Xu Yingda, Bruening Merlin L, Watson J Throck
Department of Chemistry, Michigan State University, East Lansing, Michigan 48824, USA.
Mass Spectrom Rev. 2003 Nov-Dec;22(6):429-40. doi: 10.1002/mas.10064.
High concentrations of contaminants such as salts and surfactants are often present in biological samples to solubilize or stabilize analytes such as proteins. Unfortunately, the presence of those contaminants often precludes direct analysis by MALDI-MS. Selective adsorption of analytes directly on modified MALDI probes, followed by rinsing to remove contaminants, overcomes this problem. This review focuses on various modifications of MALDI probes to allow the adsorption of proteins and DNA, even in a large excess of salt or surfactant. Interfaces deposited on the MALDI probes to adsorb analytes include films of commercial polymers, thin layers of matrix crystals, self-assembled monolayers, and ultrathin polymer films. Hydrophobic and ionic interactions both effect analyte adsorption on those interfaces, and patterned interfaces allow the concentration and purification of analyte molecules.
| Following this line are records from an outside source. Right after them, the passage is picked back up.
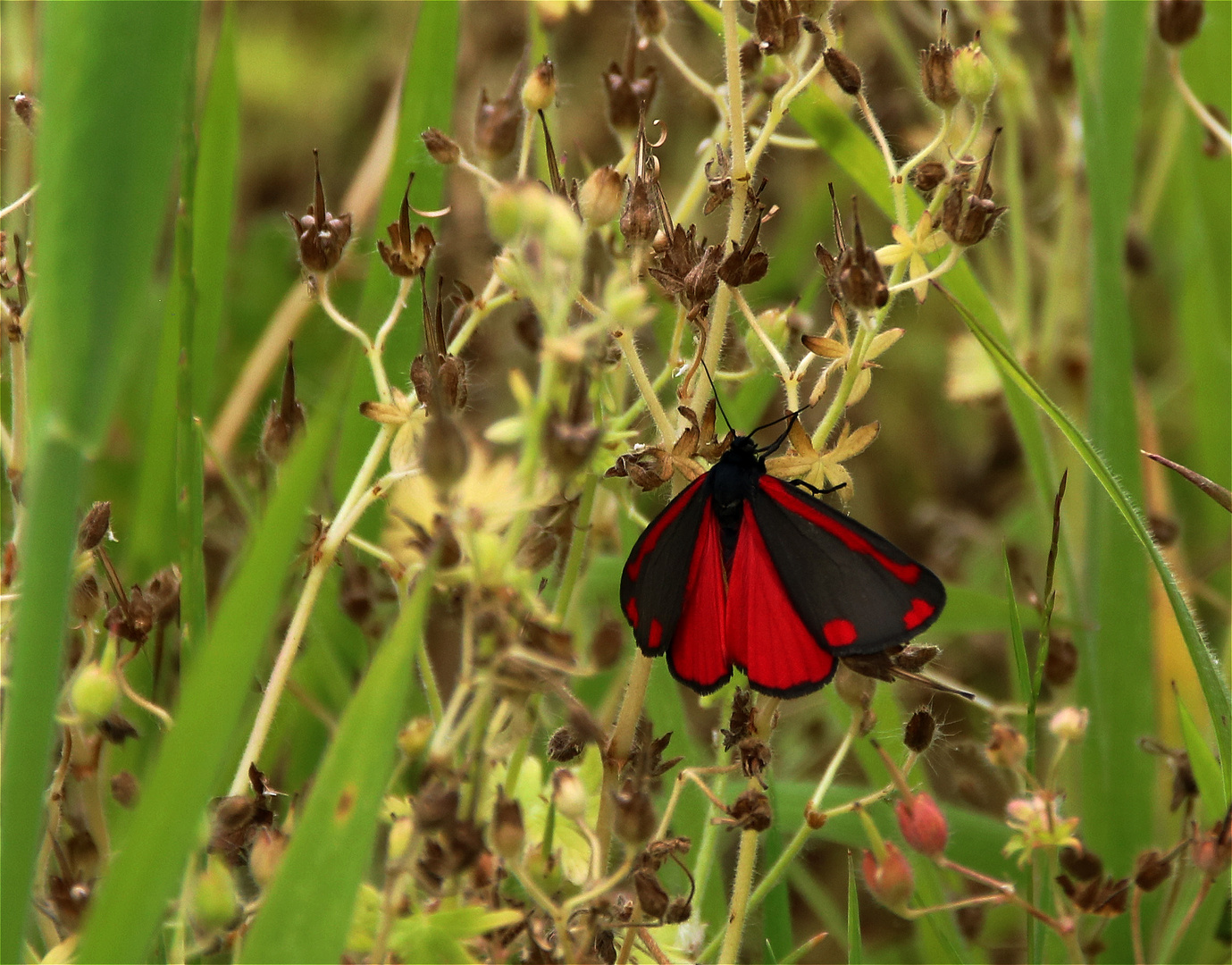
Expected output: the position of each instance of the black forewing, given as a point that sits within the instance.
(654, 578)
(828, 581)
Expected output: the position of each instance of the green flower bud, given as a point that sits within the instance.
(974, 73)
(94, 694)
(214, 896)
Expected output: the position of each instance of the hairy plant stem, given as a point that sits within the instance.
(618, 748)
(323, 561)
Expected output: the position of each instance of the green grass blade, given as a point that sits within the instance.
(1117, 581)
(428, 101)
(149, 863)
(1205, 767)
(307, 910)
(103, 172)
(855, 943)
(214, 208)
(1214, 688)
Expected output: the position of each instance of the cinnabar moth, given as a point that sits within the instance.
(744, 569)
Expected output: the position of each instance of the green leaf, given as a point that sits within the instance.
(113, 91)
(1214, 688)
(438, 936)
(855, 941)
(428, 101)
(214, 207)
(1205, 767)
(149, 864)
(307, 909)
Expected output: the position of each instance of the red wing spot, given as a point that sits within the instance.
(652, 535)
(656, 634)
(783, 494)
(918, 614)
(839, 633)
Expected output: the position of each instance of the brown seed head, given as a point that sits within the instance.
(936, 71)
(928, 175)
(968, 212)
(860, 280)
(844, 71)
(497, 123)
(321, 234)
(95, 526)
(442, 148)
(406, 252)
(919, 731)
(776, 22)
(1178, 20)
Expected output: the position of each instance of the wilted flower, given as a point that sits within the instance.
(321, 234)
(1036, 822)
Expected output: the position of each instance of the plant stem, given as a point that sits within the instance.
(618, 748)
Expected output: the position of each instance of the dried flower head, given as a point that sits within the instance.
(321, 234)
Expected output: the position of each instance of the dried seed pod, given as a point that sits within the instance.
(936, 71)
(928, 175)
(95, 526)
(406, 252)
(1178, 20)
(844, 71)
(442, 148)
(860, 280)
(321, 234)
(919, 731)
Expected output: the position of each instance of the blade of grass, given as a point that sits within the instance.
(1214, 688)
(307, 909)
(149, 864)
(214, 208)
(855, 941)
(1205, 767)
(103, 172)
(1118, 819)
(428, 101)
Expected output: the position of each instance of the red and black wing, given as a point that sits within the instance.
(673, 591)
(852, 590)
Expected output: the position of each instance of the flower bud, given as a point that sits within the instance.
(919, 730)
(923, 825)
(844, 71)
(539, 91)
(507, 832)
(1007, 747)
(568, 793)
(400, 834)
(1178, 20)
(266, 853)
(974, 74)
(94, 694)
(890, 880)
(442, 148)
(95, 526)
(214, 896)
(652, 18)
(599, 198)
(1069, 724)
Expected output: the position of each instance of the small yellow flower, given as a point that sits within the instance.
(913, 247)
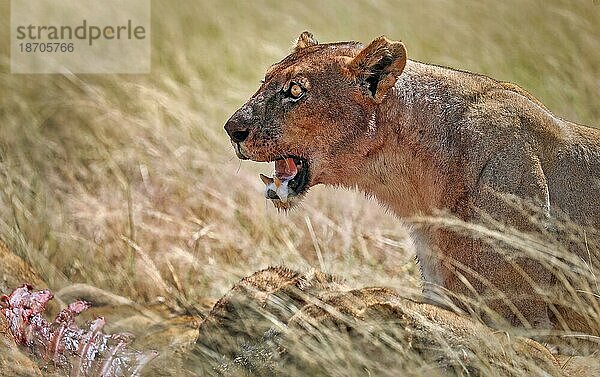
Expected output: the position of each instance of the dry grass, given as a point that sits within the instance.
(128, 183)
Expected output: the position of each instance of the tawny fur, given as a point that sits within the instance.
(425, 139)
生物样品中常常存在高浓度的污染物,如盐和表面活性剂,用于溶解或稳定蛋白质等分析物。不幸的是,这些污染物的存在常常妨碍通过基质辅助激光解吸/电离质谱(MALDI-MS)进行直接分析。将分析物直接选择性吸附在改性的MALDI探针上,然后冲洗以去除污染物,可克服这一问题。本综述重点关注MALDI探针的各种改性,以实现蛋白质和DNA的吸附,即使在存在大量盐或表面活性剂的情况下。沉积在MALDI探针上用于吸附分析物的界面包括商业聚合物薄膜、基质晶体薄层、自组装单分子层和超薄聚合物薄膜。疏水相互作用和离子相互作用都会影响分析物在这些界面上的吸附,而图案化界面则可实现分析物分子的浓缩和纯化。